Image via queersportingalliance_rollers on Instagram.

“I’ll be honest, Ranger Rollers was mainly born out of the fact that my wife is a passionate roller-skater,” said Stella. “But the sport is perfect for COVID times- you are not physically connected even if you are with friends and it’s also a lot of fun to do alone.

“We did hit an obstacle when we realised how expensive skates are as money is often an issue for the LGBTIQ+ community who suffer intersectional barriers like high unemployment rates and financial issues. So, we aimed to create a social roller-skating program that was free and through partnerships with Chuffed Skates in Sydney and We Roll, we were able to get a large library of skates, safety equipment and organise insurance.

“People were able to come to Carlton Baths on a weekend and roll around to ‘Xanadu’ at no cost. The program has spoken to us about running an experience that is purely fun.
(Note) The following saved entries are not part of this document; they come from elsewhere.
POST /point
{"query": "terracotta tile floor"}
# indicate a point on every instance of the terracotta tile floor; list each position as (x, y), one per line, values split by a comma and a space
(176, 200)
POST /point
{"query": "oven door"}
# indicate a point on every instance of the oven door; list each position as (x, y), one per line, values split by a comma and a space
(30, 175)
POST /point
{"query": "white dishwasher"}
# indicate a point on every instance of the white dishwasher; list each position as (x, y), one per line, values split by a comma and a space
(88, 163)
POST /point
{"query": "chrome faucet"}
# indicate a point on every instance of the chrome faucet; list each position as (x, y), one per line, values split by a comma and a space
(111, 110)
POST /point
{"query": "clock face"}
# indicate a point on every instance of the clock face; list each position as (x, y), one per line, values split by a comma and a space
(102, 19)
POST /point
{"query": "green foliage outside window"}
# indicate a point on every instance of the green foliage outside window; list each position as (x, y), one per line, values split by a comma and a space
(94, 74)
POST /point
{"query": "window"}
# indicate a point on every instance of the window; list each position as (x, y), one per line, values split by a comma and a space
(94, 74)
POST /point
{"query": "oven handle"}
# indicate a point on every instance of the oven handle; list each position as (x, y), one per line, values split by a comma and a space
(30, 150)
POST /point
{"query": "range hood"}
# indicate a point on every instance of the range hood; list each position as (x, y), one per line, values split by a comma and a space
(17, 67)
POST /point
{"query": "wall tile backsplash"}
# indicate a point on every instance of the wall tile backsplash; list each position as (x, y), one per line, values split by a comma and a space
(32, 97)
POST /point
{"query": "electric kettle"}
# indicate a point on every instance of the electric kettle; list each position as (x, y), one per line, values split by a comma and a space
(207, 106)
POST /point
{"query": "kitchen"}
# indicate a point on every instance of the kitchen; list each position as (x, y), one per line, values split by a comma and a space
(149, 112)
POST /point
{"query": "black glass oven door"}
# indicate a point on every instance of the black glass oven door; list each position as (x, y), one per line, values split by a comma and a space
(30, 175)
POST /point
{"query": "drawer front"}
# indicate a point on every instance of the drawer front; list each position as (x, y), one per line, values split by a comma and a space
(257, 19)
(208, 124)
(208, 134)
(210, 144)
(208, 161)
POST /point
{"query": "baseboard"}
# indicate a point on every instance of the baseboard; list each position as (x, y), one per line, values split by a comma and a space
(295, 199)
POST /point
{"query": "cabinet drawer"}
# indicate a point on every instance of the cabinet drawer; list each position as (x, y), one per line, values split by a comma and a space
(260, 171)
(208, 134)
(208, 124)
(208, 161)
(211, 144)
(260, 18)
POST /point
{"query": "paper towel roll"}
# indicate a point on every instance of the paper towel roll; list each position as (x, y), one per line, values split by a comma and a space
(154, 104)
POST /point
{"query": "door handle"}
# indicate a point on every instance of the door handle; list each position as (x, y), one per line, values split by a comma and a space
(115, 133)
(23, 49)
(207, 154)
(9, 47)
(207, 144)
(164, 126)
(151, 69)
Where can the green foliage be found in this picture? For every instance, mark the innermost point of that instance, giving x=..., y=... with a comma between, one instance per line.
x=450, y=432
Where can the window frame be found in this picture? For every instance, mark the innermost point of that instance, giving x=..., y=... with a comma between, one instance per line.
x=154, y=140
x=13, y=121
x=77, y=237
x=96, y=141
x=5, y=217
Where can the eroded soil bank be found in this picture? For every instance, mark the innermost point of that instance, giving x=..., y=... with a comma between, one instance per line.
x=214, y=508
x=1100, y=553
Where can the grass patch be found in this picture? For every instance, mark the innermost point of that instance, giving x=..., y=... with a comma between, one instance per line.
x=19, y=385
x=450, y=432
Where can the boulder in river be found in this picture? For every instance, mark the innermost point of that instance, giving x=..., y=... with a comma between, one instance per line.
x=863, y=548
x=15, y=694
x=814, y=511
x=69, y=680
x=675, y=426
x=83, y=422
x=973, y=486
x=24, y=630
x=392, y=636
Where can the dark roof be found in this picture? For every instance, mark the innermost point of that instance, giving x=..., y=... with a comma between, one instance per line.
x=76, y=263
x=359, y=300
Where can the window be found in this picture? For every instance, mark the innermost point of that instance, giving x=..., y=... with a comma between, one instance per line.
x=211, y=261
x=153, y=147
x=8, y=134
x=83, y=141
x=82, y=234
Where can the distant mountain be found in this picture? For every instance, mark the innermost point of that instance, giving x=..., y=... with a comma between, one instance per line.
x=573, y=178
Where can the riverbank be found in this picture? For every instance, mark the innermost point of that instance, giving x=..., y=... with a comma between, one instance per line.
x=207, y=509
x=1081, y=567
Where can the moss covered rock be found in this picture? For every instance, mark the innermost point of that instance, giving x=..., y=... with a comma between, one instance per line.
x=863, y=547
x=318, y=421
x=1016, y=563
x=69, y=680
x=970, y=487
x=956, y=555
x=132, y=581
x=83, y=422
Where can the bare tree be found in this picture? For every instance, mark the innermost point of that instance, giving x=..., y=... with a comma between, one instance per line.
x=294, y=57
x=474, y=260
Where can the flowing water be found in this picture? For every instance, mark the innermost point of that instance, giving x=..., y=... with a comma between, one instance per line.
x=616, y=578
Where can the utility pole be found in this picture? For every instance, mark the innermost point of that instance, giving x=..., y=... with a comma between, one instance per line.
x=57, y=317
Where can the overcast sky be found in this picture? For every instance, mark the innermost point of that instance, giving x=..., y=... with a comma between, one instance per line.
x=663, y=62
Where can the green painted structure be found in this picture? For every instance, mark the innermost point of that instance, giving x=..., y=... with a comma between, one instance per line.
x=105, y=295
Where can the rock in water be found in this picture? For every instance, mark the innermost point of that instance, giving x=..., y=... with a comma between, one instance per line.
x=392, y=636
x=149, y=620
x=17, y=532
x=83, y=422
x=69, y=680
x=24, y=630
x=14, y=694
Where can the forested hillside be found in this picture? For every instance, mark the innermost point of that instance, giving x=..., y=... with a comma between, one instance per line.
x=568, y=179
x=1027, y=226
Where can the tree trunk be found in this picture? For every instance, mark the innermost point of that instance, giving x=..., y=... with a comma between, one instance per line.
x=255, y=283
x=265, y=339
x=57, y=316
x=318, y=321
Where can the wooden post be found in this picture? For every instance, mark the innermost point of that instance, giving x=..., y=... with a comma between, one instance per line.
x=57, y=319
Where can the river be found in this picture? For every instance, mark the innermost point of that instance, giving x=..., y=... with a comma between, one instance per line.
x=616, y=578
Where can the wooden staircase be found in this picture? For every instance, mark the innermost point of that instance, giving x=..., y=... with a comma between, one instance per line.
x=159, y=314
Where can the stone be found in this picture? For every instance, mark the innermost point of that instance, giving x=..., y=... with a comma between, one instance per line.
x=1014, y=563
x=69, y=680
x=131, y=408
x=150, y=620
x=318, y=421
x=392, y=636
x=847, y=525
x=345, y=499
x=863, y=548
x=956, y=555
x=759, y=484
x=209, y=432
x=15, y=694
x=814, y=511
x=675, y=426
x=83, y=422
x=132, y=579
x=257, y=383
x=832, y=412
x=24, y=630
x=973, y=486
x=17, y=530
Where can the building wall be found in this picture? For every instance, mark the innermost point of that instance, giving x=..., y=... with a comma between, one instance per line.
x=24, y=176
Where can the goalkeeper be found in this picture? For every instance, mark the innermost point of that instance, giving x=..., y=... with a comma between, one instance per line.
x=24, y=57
We do have an optional coach that can help with technique if participants wish but there is the option to just roll along the edge and muck around.”

Heading into the second half of 2021, Stella’s attention is turning towards maintaining QSA’s rapid growth.

“Our focus is to ensure our core cultural values and governance remain solid following our expansion over the past 12 months. Eventually, I want QSA to be the model for how sporting clubs should be run. Based on our trajectory, I believe we can be that organisation which does not exclude anyone and embraces a culture of inclusion which, in our current climate, happens the other way around far too often.”